# Racing Pigeon



## MarkF (Jul 5, 2003)

My daughter rescued one from the neighbours cat on Tuesday evening, it was in shock and completely knackered (as in tired out). I put it in a box in the garage, fed it some bird seed, bread and sugared water as per the RSPCA's advice.

From the leg rings and then the web I managed to locate the guy who runs the racing club to whom the pigeons owner belongs to.







I got the owners number and rang him up, he told me to let it go and it would find it's way home, how I don't know. Anyway I was about to do this, because I didn't know any better, when the club guy rang me back and said under no circumstances should I do that as the bird will just get lost again, it's from Sunderland and probably stupid.









The owner does not want to know, he won't come and collect, the racing club guy says it will get lost if I let it go and if I let it go then I'll worry about it.

All the time the bird is shitting all over my cycles and motorbikes.

What next?


----------



## Griff (Feb 23, 2003)

I'd ring the RSPB and ask for further advice.

I'd be inclined though to let it go in a park if it has recovered


----------



## Silver Hawk (Dec 2, 2003)

This sounds like a boring, fluffy animal topic to me...you'll have Rich after you Mark.









I think I'd do what Griff says...the guy in Sunderland obviously doesn't give a dam, so what does it matter if it can't get "home". It needs to find a new home....either in a cat's mouth or the RSPCA who can pass it on to a local enthusiast.


----------



## synchro (Sep 22, 2006)

I have known a few fanciers in the past, once a bird has lost the ability to home it is no good to them for either racing or breeding.


----------



## Jonmurgie (Feb 11, 2007)

Can you not just post it back to the Racing Club?


----------



## synchro (Sep 22, 2006)

Put it in a pie


----------



## Griff (Feb 23, 2003)

It could also be taken to the nearest bird sanctuary


----------



## synchro (Sep 22, 2006)

Do they like pies ?


----------



## Robert (Jul 26, 2006)

synchro said:


> Put it in a pie


Coincidentally I had pigeon for dinner at a nice restaurant last night.

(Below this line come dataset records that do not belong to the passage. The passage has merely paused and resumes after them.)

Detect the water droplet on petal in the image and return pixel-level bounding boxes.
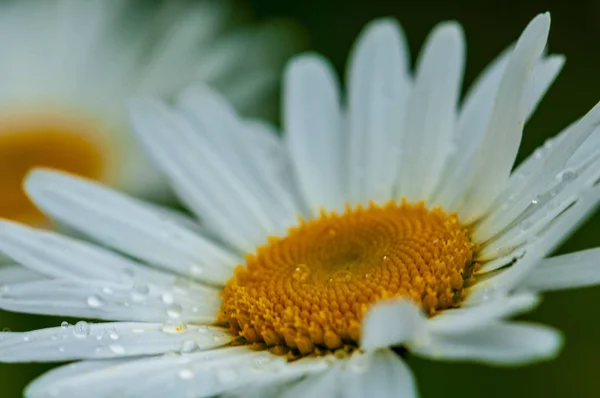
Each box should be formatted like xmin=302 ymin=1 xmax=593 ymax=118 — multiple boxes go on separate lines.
xmin=105 ymin=328 xmax=120 ymax=340
xmin=102 ymin=286 xmax=114 ymax=295
xmin=180 ymin=340 xmax=196 ymax=353
xmin=559 ymin=169 xmax=578 ymax=182
xmin=166 ymin=303 xmax=183 ymax=319
xmin=189 ymin=264 xmax=204 ymax=277
xmin=109 ymin=344 xmax=125 ymax=355
xmin=178 ymin=368 xmax=195 ymax=380
xmin=22 ymin=335 xmax=30 ymax=342
xmin=131 ymin=283 xmax=150 ymax=302
xmin=162 ymin=320 xmax=188 ymax=334
xmin=73 ymin=321 xmax=90 ymax=338
xmin=58 ymin=346 xmax=65 ymax=353
xmin=60 ymin=321 xmax=69 ymax=330
xmin=87 ymin=295 xmax=105 ymax=308
xmin=161 ymin=292 xmax=174 ymax=305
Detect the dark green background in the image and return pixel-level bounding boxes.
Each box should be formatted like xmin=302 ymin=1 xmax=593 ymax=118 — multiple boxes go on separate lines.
xmin=2 ymin=0 xmax=600 ymax=396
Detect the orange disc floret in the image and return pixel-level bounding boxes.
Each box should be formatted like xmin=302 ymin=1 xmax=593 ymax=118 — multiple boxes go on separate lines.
xmin=220 ymin=200 xmax=474 ymax=356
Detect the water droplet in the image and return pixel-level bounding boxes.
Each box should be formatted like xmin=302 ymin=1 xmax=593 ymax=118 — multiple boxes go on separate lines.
xmin=109 ymin=344 xmax=125 ymax=355
xmin=329 ymin=270 xmax=352 ymax=283
xmin=161 ymin=292 xmax=174 ymax=305
xmin=292 ymin=264 xmax=309 ymax=281
xmin=180 ymin=340 xmax=196 ymax=353
xmin=121 ymin=268 xmax=135 ymax=281
xmin=217 ymin=368 xmax=237 ymax=384
xmin=102 ymin=286 xmax=114 ymax=295
xmin=58 ymin=346 xmax=65 ymax=353
xmin=196 ymin=325 xmax=209 ymax=334
xmin=162 ymin=320 xmax=188 ymax=334
xmin=131 ymin=283 xmax=150 ymax=302
xmin=559 ymin=169 xmax=578 ymax=182
xmin=211 ymin=331 xmax=228 ymax=343
xmin=104 ymin=328 xmax=120 ymax=340
xmin=520 ymin=219 xmax=533 ymax=232
xmin=382 ymin=255 xmax=390 ymax=262
xmin=60 ymin=321 xmax=69 ymax=330
xmin=189 ymin=264 xmax=204 ymax=277
xmin=349 ymin=354 xmax=370 ymax=374
xmin=533 ymin=148 xmax=544 ymax=159
xmin=178 ymin=368 xmax=195 ymax=380
xmin=87 ymin=295 xmax=105 ymax=308
xmin=251 ymin=354 xmax=272 ymax=371
xmin=22 ymin=335 xmax=30 ymax=342
xmin=73 ymin=321 xmax=90 ymax=338
xmin=166 ymin=303 xmax=183 ymax=319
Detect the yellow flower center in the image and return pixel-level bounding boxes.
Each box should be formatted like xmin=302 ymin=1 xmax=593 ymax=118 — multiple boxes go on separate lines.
xmin=220 ymin=200 xmax=476 ymax=357
xmin=0 ymin=113 xmax=105 ymax=223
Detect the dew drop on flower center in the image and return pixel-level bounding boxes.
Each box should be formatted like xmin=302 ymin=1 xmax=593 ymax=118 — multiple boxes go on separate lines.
xmin=220 ymin=200 xmax=477 ymax=357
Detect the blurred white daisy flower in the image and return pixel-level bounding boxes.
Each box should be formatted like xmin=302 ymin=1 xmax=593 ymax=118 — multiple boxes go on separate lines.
xmin=2 ymin=11 xmax=600 ymax=398
xmin=0 ymin=0 xmax=297 ymax=224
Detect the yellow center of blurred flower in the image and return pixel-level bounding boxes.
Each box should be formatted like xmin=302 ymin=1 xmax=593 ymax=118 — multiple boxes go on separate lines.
xmin=0 ymin=114 xmax=105 ymax=223
xmin=220 ymin=201 xmax=476 ymax=357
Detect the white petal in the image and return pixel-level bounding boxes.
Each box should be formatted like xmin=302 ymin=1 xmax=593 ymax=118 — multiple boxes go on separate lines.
xmin=427 ymin=293 xmax=539 ymax=334
xmin=470 ymin=183 xmax=600 ymax=299
xmin=361 ymin=299 xmax=426 ymax=351
xmin=458 ymin=13 xmax=550 ymax=222
xmin=284 ymin=54 xmax=344 ymax=214
xmin=0 ymin=220 xmax=171 ymax=283
xmin=520 ymin=249 xmax=600 ymax=291
xmin=411 ymin=321 xmax=562 ymax=366
xmin=128 ymin=98 xmax=276 ymax=252
xmin=395 ymin=21 xmax=464 ymax=202
xmin=176 ymin=85 xmax=302 ymax=229
xmin=474 ymin=99 xmax=600 ymax=244
xmin=0 ymin=264 xmax=43 ymax=284
xmin=282 ymin=351 xmax=417 ymax=398
xmin=0 ymin=279 xmax=219 ymax=323
xmin=25 ymin=169 xmax=240 ymax=285
xmin=345 ymin=18 xmax=411 ymax=204
xmin=26 ymin=347 xmax=329 ymax=398
xmin=434 ymin=48 xmax=563 ymax=210
xmin=0 ymin=322 xmax=230 ymax=362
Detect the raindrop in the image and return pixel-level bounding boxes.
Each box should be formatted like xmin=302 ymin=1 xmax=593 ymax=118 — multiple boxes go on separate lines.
xmin=292 ymin=264 xmax=309 ymax=281
xmin=519 ymin=219 xmax=533 ymax=232
xmin=121 ymin=268 xmax=135 ymax=281
xmin=109 ymin=344 xmax=126 ymax=355
xmin=559 ymin=169 xmax=578 ymax=182
xmin=166 ymin=303 xmax=183 ymax=319
xmin=87 ymin=295 xmax=105 ymax=308
xmin=329 ymin=270 xmax=352 ymax=284
xmin=162 ymin=292 xmax=174 ymax=305
xmin=60 ymin=321 xmax=69 ymax=330
xmin=196 ymin=325 xmax=209 ymax=334
xmin=105 ymin=328 xmax=120 ymax=341
xmin=180 ymin=340 xmax=196 ymax=353
xmin=178 ymin=368 xmax=195 ymax=380
xmin=131 ymin=283 xmax=150 ymax=302
xmin=162 ymin=320 xmax=188 ymax=334
xmin=189 ymin=264 xmax=204 ymax=277
xmin=212 ymin=331 xmax=228 ymax=343
xmin=251 ymin=354 xmax=272 ymax=371
xmin=73 ymin=321 xmax=90 ymax=338
xmin=217 ymin=368 xmax=237 ymax=384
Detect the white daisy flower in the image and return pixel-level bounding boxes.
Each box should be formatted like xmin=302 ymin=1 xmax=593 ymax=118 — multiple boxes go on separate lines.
xmin=0 ymin=0 xmax=296 ymax=224
xmin=2 ymin=11 xmax=600 ymax=398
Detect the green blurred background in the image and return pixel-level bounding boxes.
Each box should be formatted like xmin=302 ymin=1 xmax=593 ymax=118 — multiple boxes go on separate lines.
xmin=2 ymin=0 xmax=600 ymax=396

The menu said Perthshire Pigeon but maybe it was a Sunderland pigeon that got lost


----------



## MarkF (Jul 5, 2003)

A shocking new development









Just spent 45 mins trying to get some sense out of the owner and the racing club manager, after much arguing the result was that the owner agreed to drive down and collect tomorrow. As I was on the phone I got a letter from the North of England Homing Union, a Lost Bird Notification, aknowledging that I had a stray pigeon and thanking me for my help, that was nice.









So.....................I went to check on the pigeon and guess what, after eating and shitting itself silly, at my expense, the freakin thing has gone and died on me.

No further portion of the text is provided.